- Ага, поближе подобраться. Я понял. Слушай, Хару... А не думал ты, что если все эти люди вокруг тебя обращали внимание только на декорации, если с первого же дня они оценили тебя только по внешним признакам, то они особо и не стремились дружить с тобой? Никто! Что это за друзья такие, которым интересно в первую очередь, что у тебя есть, а не какой ты есть?
Мисаки молчал. Крыть было нечем. По большому счету, он сколько себя помнил, мечтал о друзьях настолько сильно, что никогда не вдумывался, что это за зверь такой – друг, какой он, откуда берется? Учеба в школе давалась Мисаки довольно тяжело, он не был слишком одаренным учеником, но был старательным и зубрил изо всех сил, а в свободные минуты помогал брату по хозяйству. Парень мечтал, что поступит в университет, и уж там обязательно найдет друзей, настоящих, верных, веселых... Он свято верил, что стоит только появиться в университете, и все сложится само собой. Он свято верил, что это Усаги-сан не давал ему завести друзей.
- Хару! Да таких друзей врагу не пожелаешь! Может твой парень вовсе и не такой самодур, что пытался оградить тебя? Что если он знает жизнь получше и сразу видел, чего они все стоят? Придет время, будут у тебя настоящие друзья. И тогда ты поймешь, стоило ли убиваться по этим тусовкам. И еще тебе нужно время, чтобы понять, действительно ли твой парень был тебе врагом? Или он и был твоим другом?..
“Усаги? Усаги был моим другом?” – это было слишком невероятно.
- Хиро... Я боюсь, стоит мне только протянуть к нему руку, и он явится сей же час. Он заберет меня отсюда, запрет дома, я больше никогда тебя не увижу, я ничего больше не смогу сделать... Наверное ты прав, у меня комплекс неполноценности, но люди презирают меня, когда я рядом с ним. Если я вернусь, я таким и останусь.

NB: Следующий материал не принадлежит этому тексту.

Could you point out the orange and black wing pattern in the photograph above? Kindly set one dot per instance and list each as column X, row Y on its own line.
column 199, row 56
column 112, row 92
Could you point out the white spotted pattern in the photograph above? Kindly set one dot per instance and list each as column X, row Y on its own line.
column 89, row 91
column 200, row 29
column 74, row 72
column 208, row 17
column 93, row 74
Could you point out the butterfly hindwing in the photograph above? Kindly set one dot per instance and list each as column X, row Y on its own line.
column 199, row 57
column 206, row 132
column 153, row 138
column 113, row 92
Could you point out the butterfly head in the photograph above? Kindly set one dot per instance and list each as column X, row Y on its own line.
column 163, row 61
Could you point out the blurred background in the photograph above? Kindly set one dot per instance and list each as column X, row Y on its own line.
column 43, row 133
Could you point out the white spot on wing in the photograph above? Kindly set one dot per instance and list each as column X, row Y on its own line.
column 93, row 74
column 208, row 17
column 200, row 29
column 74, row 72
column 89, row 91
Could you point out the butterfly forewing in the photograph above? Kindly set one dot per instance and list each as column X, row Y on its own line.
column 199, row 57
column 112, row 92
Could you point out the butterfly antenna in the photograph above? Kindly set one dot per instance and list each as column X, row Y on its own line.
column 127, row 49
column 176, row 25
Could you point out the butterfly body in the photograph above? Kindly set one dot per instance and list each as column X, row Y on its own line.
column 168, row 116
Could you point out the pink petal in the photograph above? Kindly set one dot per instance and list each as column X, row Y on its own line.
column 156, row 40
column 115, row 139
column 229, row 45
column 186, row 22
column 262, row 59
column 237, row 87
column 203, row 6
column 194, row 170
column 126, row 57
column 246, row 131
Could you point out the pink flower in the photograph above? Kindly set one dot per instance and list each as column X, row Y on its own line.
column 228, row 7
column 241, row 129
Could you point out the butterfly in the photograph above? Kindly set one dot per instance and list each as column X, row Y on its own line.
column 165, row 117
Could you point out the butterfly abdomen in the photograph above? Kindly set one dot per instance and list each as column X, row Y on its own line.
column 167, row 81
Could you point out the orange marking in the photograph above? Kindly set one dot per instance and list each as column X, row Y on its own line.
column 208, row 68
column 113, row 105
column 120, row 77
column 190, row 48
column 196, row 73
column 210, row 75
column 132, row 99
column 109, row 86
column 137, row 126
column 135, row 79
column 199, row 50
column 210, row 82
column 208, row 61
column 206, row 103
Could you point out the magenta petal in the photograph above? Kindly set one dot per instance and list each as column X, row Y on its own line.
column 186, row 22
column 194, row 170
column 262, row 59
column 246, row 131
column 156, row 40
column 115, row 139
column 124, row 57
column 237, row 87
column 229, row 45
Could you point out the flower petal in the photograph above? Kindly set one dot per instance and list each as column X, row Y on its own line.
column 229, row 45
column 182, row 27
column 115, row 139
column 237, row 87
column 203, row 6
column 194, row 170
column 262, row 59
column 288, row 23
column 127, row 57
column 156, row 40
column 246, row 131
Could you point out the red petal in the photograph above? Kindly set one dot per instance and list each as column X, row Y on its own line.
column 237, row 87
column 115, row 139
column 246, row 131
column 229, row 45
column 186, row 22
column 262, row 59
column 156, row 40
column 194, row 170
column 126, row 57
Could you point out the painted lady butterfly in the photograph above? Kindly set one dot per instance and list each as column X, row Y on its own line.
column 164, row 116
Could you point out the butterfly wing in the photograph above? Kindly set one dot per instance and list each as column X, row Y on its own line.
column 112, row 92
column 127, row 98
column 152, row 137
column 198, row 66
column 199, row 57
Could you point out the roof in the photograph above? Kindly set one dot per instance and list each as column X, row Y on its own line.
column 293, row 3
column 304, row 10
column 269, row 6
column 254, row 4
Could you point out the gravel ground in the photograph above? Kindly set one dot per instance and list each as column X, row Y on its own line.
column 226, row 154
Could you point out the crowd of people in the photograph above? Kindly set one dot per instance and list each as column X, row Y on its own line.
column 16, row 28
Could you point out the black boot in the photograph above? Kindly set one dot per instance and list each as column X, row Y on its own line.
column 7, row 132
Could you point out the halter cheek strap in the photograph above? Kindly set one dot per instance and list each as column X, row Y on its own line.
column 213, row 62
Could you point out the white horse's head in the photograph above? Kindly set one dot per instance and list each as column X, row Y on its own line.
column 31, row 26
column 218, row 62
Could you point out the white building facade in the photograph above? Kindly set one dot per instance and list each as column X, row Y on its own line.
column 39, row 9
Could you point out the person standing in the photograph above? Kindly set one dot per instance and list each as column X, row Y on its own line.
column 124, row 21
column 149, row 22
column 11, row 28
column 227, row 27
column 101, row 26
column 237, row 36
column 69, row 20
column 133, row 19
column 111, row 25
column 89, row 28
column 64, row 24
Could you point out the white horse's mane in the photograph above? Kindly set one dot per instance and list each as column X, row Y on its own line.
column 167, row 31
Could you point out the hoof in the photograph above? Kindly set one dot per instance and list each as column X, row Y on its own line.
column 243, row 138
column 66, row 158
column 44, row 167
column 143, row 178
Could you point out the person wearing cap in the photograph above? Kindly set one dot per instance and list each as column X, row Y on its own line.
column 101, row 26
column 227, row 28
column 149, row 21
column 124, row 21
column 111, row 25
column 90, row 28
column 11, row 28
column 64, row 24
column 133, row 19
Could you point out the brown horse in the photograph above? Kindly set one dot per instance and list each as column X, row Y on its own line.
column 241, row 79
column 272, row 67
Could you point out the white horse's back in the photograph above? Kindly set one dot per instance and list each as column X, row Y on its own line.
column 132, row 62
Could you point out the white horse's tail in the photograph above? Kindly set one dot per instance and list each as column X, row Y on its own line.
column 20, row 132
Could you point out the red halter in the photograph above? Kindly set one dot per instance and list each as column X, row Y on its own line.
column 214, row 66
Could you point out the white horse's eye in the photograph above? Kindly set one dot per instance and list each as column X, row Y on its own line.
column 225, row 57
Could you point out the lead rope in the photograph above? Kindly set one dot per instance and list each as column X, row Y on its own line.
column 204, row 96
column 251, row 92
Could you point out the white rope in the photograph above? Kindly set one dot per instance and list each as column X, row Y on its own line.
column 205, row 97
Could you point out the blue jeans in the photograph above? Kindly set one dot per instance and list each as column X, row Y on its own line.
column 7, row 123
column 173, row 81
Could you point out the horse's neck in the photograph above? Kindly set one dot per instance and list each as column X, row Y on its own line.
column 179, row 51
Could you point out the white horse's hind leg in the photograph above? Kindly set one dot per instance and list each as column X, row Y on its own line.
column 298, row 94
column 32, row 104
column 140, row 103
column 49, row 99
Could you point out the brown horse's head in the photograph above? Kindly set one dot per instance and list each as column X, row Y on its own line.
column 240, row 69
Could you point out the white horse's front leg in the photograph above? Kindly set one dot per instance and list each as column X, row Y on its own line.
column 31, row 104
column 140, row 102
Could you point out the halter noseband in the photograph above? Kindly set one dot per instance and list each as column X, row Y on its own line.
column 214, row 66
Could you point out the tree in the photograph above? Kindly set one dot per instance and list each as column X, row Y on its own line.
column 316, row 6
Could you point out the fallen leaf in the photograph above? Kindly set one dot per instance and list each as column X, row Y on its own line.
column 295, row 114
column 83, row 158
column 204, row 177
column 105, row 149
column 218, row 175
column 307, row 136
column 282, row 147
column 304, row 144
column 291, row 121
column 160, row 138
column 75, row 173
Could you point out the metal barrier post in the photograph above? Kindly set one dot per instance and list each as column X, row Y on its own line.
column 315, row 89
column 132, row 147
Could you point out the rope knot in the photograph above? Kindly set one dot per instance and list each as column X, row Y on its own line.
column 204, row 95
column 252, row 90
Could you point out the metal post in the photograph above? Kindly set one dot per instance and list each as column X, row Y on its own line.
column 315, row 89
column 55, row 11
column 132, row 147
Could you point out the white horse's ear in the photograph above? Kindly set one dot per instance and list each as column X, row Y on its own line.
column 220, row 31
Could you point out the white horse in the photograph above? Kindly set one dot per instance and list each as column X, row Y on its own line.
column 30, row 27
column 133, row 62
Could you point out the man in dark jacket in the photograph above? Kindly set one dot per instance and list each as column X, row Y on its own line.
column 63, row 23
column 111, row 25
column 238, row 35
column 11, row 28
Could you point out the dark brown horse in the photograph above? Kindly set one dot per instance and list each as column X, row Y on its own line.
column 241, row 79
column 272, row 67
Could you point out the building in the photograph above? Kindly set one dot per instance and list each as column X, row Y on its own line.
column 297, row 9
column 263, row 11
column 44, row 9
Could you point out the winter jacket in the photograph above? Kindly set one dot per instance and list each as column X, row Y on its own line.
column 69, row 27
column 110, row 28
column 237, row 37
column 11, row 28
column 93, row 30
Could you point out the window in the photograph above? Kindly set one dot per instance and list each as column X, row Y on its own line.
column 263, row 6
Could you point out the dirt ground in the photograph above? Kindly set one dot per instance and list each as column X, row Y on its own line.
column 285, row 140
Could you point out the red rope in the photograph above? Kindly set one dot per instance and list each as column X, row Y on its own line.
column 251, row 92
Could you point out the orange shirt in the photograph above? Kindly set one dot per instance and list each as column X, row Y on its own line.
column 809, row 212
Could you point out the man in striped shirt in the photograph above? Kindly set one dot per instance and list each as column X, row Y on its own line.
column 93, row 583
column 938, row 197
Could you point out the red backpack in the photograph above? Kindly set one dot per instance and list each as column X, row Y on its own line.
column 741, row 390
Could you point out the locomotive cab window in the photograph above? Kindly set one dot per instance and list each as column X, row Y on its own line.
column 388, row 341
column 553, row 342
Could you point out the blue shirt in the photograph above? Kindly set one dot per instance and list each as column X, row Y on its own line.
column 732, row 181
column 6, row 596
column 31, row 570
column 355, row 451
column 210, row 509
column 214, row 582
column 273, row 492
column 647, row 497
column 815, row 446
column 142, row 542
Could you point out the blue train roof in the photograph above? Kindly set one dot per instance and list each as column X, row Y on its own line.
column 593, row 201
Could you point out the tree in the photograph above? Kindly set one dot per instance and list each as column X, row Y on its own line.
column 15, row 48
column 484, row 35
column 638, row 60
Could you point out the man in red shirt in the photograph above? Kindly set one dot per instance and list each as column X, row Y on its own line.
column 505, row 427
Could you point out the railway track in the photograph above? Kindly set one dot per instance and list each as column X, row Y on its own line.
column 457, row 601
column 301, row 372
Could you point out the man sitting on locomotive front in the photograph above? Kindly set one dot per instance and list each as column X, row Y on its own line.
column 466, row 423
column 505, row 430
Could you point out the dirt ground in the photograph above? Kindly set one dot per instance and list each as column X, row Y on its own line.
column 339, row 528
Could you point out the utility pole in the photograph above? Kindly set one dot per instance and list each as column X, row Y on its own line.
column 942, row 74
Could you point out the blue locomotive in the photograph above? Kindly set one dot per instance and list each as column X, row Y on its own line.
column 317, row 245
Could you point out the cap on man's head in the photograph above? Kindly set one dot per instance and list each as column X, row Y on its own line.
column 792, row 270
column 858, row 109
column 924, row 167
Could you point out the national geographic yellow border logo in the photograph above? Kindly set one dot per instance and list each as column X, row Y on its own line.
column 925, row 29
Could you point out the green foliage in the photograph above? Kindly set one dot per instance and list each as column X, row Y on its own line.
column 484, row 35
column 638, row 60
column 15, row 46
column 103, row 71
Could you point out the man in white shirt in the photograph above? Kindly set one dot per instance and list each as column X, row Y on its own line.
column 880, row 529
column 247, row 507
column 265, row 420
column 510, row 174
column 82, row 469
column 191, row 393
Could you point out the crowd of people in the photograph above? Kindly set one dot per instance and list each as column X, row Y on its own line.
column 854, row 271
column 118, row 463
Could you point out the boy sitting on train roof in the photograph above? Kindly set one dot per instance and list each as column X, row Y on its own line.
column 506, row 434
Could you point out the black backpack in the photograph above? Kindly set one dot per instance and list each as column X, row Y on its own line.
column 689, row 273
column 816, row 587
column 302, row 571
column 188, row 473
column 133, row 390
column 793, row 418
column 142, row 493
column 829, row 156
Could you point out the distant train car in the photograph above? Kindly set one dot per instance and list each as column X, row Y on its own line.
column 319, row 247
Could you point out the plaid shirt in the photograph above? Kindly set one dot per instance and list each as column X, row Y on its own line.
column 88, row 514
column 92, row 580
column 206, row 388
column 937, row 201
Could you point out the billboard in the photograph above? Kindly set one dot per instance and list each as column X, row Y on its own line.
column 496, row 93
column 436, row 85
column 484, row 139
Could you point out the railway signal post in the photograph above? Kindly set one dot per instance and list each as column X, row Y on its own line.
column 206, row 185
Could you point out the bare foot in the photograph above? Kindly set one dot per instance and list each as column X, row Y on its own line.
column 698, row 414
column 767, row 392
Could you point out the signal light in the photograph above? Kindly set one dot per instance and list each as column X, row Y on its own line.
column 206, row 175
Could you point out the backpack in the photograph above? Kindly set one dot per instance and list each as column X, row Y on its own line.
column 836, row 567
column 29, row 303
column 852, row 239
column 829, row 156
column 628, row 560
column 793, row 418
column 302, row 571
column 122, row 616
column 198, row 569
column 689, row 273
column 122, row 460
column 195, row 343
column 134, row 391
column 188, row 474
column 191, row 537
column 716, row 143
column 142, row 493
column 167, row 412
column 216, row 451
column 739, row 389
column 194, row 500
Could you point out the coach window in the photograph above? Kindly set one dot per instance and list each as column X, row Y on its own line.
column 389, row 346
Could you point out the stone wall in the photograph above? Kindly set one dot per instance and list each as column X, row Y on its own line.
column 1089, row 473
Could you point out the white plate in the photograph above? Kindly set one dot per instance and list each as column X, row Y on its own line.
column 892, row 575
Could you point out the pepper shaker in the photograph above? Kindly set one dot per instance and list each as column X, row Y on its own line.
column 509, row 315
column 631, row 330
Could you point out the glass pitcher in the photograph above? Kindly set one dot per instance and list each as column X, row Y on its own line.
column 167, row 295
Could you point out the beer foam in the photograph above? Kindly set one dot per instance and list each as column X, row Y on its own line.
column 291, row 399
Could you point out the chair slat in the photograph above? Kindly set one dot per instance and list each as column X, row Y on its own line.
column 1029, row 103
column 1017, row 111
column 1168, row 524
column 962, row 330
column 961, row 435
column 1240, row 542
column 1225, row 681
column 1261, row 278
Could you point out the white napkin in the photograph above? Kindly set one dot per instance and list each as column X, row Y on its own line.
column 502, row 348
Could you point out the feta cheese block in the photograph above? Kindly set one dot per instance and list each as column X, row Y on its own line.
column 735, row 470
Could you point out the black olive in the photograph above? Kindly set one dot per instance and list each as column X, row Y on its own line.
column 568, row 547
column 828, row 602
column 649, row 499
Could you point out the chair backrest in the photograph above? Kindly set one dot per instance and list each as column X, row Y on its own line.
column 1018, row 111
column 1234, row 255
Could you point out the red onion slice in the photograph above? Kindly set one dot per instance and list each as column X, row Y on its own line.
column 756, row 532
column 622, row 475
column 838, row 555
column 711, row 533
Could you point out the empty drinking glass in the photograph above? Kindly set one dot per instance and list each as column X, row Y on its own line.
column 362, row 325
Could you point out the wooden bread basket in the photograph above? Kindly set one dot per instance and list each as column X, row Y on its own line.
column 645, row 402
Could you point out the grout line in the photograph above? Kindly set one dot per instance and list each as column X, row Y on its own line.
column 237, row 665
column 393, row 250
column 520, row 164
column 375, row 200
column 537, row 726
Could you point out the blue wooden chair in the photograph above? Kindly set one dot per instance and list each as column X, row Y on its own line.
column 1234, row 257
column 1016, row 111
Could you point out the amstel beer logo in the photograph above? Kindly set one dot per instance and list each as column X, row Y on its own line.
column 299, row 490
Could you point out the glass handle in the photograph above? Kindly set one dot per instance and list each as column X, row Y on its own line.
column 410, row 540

- Послушай, парень! Какая, к хренам, разница, что думают люди. Ты сам должен верить в то, что делаешь. Ты сам должен себя уважать! Тогда и другие зауважают. Никак иначе. В этом ты прав. Если ты не достиг самоуважения, возвращаться тебе рано. Но ты уверен, что тебе не стоит хотя бы объясниться с ним?
- Я не буду ему писать, – упрямо повторил Мисаки, хотя совсем не был уверен в своем решении. – По крайней мере не сейчас.
За окном давно уже сгустилась ночь. С глубокого синего неба на землю смотрели по-весеннему далекие, неяркие звёзды. Зато Луна, казалось, заглядывала в самое окно, освещала крохотную комнатенку, на полу которой сидели плечом к плечу двое парней. Один из них откинул голову на край кровати и прикрыл глаза. На первый взгляд могло казаться, что он вовсе уснул, но нет – ресницы беспокойно вздрагивали, а губы чуть приоткрывались и снова сжимались в упрямую линию... Другой парень, наоборот, опустил голову вниз и докуривал сигарету – одну из многих за этот вечер. Его волосы свешивались на лицо, и он упорно смахивал длинную челку, а она снова и снова падала обратно на хмурый лоб, будто пыталась разгладить задумчивую складочку между бровей. Наконец сигарета отправилась в переполненную пепельницу, а парень ловко поднялся на ноги, грациозно потянулся, стянул непослушные волосы резинкой и взял в свои руки гитару.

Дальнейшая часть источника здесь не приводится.